Dasatinib and Low Intensity Chemotherapy for Ph+ Acute Lymphoblastic Leukemia (EWALLPH01)

An Open Label Phase II Study to Evaluate the Efficacy and Safety of Induction and Consolidation Therapy With Dasatinib in Combination With Chemotherapy in Patients Aged 55 Years and Over With Philadelphia Chromosome Positive (Ph+ or BCR-ABL+) Acute Lymphoblastic Leukemia (ALL).
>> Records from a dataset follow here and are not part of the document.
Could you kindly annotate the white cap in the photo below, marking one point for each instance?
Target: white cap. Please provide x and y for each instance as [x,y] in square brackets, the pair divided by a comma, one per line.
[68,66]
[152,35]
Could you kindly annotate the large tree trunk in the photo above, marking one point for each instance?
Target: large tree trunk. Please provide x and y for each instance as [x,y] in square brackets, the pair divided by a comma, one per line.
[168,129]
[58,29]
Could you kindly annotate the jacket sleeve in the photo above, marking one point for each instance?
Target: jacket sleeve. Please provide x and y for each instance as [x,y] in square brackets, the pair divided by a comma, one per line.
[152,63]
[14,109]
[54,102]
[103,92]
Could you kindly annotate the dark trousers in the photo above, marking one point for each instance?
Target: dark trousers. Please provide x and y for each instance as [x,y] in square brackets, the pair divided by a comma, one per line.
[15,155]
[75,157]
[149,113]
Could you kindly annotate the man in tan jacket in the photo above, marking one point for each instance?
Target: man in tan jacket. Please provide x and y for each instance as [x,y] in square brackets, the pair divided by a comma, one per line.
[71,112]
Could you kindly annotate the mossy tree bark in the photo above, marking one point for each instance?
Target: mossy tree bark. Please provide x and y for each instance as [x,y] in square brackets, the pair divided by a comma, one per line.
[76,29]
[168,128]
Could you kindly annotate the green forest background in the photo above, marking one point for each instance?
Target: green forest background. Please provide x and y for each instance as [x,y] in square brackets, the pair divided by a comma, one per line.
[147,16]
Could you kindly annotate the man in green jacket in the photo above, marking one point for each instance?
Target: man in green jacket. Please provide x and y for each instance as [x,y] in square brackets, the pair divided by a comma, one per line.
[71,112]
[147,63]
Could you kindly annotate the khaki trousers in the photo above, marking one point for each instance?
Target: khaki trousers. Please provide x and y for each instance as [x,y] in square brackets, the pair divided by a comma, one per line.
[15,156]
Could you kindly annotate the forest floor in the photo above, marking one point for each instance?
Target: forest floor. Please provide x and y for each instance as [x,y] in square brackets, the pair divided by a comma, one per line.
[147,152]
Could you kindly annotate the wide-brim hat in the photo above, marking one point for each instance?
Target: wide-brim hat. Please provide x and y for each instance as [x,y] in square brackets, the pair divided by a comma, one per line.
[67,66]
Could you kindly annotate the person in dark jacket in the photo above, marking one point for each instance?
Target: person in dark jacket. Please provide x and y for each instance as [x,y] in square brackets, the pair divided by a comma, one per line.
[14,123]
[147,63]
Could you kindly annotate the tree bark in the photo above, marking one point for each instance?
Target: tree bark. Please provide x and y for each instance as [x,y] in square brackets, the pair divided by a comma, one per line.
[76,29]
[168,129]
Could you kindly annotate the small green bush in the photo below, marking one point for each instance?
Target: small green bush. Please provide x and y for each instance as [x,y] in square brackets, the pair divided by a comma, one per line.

1. The use of imatinib in combination or in association with chemotherapy is now considered as the gold standard for the treatment of Ph+ ALL. The complete remission (CR) rate is 90% versus 20% to 40% with chemotherapy alone. The combination of imatinib, vincristine and dexamethasone is a well tolerated regimen in aged patients and is also associated with a high CR rate of 80% to 90% in patient aged 55 years and over.
2. However, despite high CR rates, the progression free survival rate at 12 months of patients treated with the combination of imatinib and chemotherapy is 30% to 50%. Relapses remain frequent and only patients intensified with allogenic haematopoietic stem cell transplantation are in long term remission. This strategy is not fully applicable to most patients aged 55 years and over.
3. Relapses after or during imatinib therapy in patients with Ph+ ALL are associated with BCR-ABL tyrosine kinase domain mutation in 80% of cases, predominantly of the p-loop. The exact incidence of the T315I mutation is controversial and can be estimated to be near 50%. Conversely, the detection of the T315I or F317 mutation in a patient is a very strong predictor of relapse.
4. Dasatinib is a potent SCR and BCR-ABL tyrosine kinase inhibitor with preserved in vitro activity in most of the BCR-ABL mutated cell lines, except for the T315I and F317 mutations. This is also the case in vivo, with patients harbouring BCR-ABL TK domain mutations remaining sensitive to dasatinib. The CHR rate in Ph+ ALL resistant to imatinib is 33% and the median progression-free survival is 3.7 months. Progression free survival (PFS) rate at 12 months is 22%.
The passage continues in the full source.